Elon Musk’s social media platform X has tapped serial app maker Nikita Bier as its new head of product, elevating a relentless X user to a senior role atop one of the world’s most influential online communities. The appointment, officially announced on June 30, 2025, marks the culmination of Bier’s years‑long bid to join Musk’s inner circle and comes amid a broader integration of X with Musk’s artificial intelligence outfit, xAI.
Bier, a Los Angeles‑based entrepreneur and former Meta product manager, first caught Musk’s eye in April 2022 when he directly messaged the billionaire on the platform asking to run product at what was then still called Twitter. “@elonmusk Hire me to run Twitter as VP of Product,” Bier tweeted just days after Musk completed his $44 billion takeover. Now, more than three years later, Bier quipped, “Ladies and gentlemen, I’ve officially posted my way to the top,” in his Monday announcement. Musk swiftly quoted the post, adding, “Welcome to X!”
Long known for his prolific posting—Bier averages multiple updates daily and commands over half a million followers—he has parlayed that visibility into a track record of teen‑focused social apps that caught the attention of Big Tech. Bier co‑founded the anonymous polling app TBH in 2017, which soared to the No. 1 spot in the U.S. App Store within weeks and was acquired by Facebook that October. Less than a year later, citing low usage, Facebook shuttered the property. Bier moved on to launch Gas, another high‑school polling app that Discord bought in January 2023, only to discontinue it later that same year.
His hiring arrives against the backdrop of Musk’s decision in March 2025 to merge xAI with X in an all‑stock transaction valuing xAI at $80 billion and X at $33 billion, plus $12 billion in debt. The deal was pitched as a strategic fusion of Musk’s AI and social platforms—combining xAI’s data, computational power, and AI models (notably its Grok chatbot) with X’s global user base. “Today, we officially take the step to combine the data, models, compute, distribution and talent,” Musk declared at the time.

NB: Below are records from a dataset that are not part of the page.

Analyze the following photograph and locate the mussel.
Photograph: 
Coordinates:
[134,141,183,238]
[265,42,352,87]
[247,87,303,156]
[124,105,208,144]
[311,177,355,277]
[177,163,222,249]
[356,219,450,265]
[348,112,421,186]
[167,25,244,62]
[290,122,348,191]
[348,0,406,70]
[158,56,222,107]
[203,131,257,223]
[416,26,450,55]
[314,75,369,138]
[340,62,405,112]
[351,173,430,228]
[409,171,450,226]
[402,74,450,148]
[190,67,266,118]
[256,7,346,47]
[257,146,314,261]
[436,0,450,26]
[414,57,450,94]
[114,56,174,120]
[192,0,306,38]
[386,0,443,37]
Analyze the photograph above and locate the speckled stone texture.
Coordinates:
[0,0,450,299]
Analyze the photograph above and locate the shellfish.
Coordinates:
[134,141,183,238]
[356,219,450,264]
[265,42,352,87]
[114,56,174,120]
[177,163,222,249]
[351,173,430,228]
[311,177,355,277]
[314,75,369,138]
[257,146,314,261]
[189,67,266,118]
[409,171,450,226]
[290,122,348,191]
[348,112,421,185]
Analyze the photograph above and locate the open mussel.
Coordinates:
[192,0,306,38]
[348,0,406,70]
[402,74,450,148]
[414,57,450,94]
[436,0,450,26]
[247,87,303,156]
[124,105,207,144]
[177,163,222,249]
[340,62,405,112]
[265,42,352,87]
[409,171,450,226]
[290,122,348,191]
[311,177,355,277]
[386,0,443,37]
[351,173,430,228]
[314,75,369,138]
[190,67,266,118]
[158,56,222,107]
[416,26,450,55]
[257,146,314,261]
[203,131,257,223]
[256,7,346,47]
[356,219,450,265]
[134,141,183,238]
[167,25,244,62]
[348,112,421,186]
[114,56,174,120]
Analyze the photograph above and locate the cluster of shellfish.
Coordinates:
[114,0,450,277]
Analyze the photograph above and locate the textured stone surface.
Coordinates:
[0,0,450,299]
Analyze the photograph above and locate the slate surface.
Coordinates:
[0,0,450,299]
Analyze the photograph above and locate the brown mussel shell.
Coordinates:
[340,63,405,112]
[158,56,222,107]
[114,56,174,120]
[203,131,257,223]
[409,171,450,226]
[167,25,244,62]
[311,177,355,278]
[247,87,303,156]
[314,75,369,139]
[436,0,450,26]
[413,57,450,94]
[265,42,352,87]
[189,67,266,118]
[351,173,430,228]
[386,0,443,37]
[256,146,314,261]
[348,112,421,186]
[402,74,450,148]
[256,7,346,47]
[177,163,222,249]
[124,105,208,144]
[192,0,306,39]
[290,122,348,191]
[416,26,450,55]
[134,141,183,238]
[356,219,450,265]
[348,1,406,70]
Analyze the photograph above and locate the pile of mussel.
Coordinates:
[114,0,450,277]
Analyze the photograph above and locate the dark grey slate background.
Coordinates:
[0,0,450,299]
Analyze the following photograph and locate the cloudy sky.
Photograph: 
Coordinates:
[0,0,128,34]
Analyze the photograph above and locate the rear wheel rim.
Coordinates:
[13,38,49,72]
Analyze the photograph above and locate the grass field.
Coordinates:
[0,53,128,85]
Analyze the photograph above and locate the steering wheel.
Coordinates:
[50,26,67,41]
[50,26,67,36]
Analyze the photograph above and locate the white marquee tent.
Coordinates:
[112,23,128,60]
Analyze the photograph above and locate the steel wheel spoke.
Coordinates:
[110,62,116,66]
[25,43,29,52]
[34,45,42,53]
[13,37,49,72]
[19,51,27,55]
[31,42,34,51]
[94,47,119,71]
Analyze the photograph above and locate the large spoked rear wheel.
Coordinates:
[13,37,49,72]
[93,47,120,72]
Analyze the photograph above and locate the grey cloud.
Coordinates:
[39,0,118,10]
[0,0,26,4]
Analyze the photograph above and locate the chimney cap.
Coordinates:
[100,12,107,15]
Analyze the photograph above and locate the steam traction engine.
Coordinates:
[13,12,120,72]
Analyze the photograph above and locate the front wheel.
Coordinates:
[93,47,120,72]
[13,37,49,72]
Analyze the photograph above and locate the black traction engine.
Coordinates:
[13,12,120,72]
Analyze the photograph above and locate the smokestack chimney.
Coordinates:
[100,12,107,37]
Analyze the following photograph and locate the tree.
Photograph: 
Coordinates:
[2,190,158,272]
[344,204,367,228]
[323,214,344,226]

While it remains unclear how much Bier will work on xAI’s standalone products, he hinted at leveraging Grok’s capabilities to reshape X timelines. “We’ll certainly be leveraging the power of Grok to create hyper‑relevant timelines and help people understand everything that’s happening,” he wrote, underlining a vision of AI‑driven personalization at scale. Grok, xAI’s flagship chatbot launched in November 2023, was designed to deliver fast, context‑aware conversational AI across X’s mobile and web apps.
Insiders say Bier’s role will extend beyond feature roadmaps into growth and community dynamics—a hallmark of his previous ventures. His TBH playbook emphasized zero‑budget launches, viral loops, and seamless sharing mechanics, tactics that netted TBH 5 million users in under two months. Discord’s acquisition of Gas, which hit similar viral milestones, underscored Bier’s knack for creating feel‑good, teen‑centric experiences that scale rapidly. “If you can’t launch from your couch with zero dependencies on other people, then don’t do it,” he once advised in an online Q&A.
For X, which has grappled with user‑growth plateaus and advertiser wariness under Musk’s stewardship, Bier’s arrival could signal a renewed push to reclaim momentum. Data from app‑tracking firms indicate a roughly 15 percent drop in global usage since Musk’s 2022 acquisition, though Musk contests those figures, claiming 600 million users as of May 2024. Bier’s deep understanding of teen network effects and his track record of reigniting viral growth may be exactly what X needs to reinvigorate engagement among younger demographics.
Yet challenges loom large. X must balance Musk’s free‑speech ethos with growing regulatory scrutiny over content moderation, ad partnerships, and data privacy. Meanwhile, integrating AI‑powered features like Grok without alienating users who prize real‑time conversations could prove tricky. “Musk isn’t interested in the slow, bipartisan cultivation of healthy public debates,” one expert told Euronews, warning that the AI‑social media meld could intensify polarizing content dynamics.
Bier’s appointment also underscores Musk’s unconventional hiring philosophy: recruit avid product critics and power users, then channel their passion into company strategy. Whether it’s a billionaire jetting to Mars or a self‑proclaimed “app guy” rewriting X’s product playbook, Musk has repeatedly favored mavericks who see platforms from a user’s raw, unfiltered perspective. Bier’s first weeks on the job, drafting product specs and pairing with xAI engineers, will be watched closely by both fans and skeptics—especially as X readies itself for a rumored ad‑revamp later this year.
As Bier himself quipped, “While I already spend every waking hour on this app, I’ll now be spending that time helping others unlock that same value.” With X’s fate increasingly entwined with cutting‑edge AI, the once‑audacious tweet to Musk has evolved into a professional partnership—one that may well determine whether X remains the crucible of Internet culture or fades into the background of a rapidly shifting social landscape.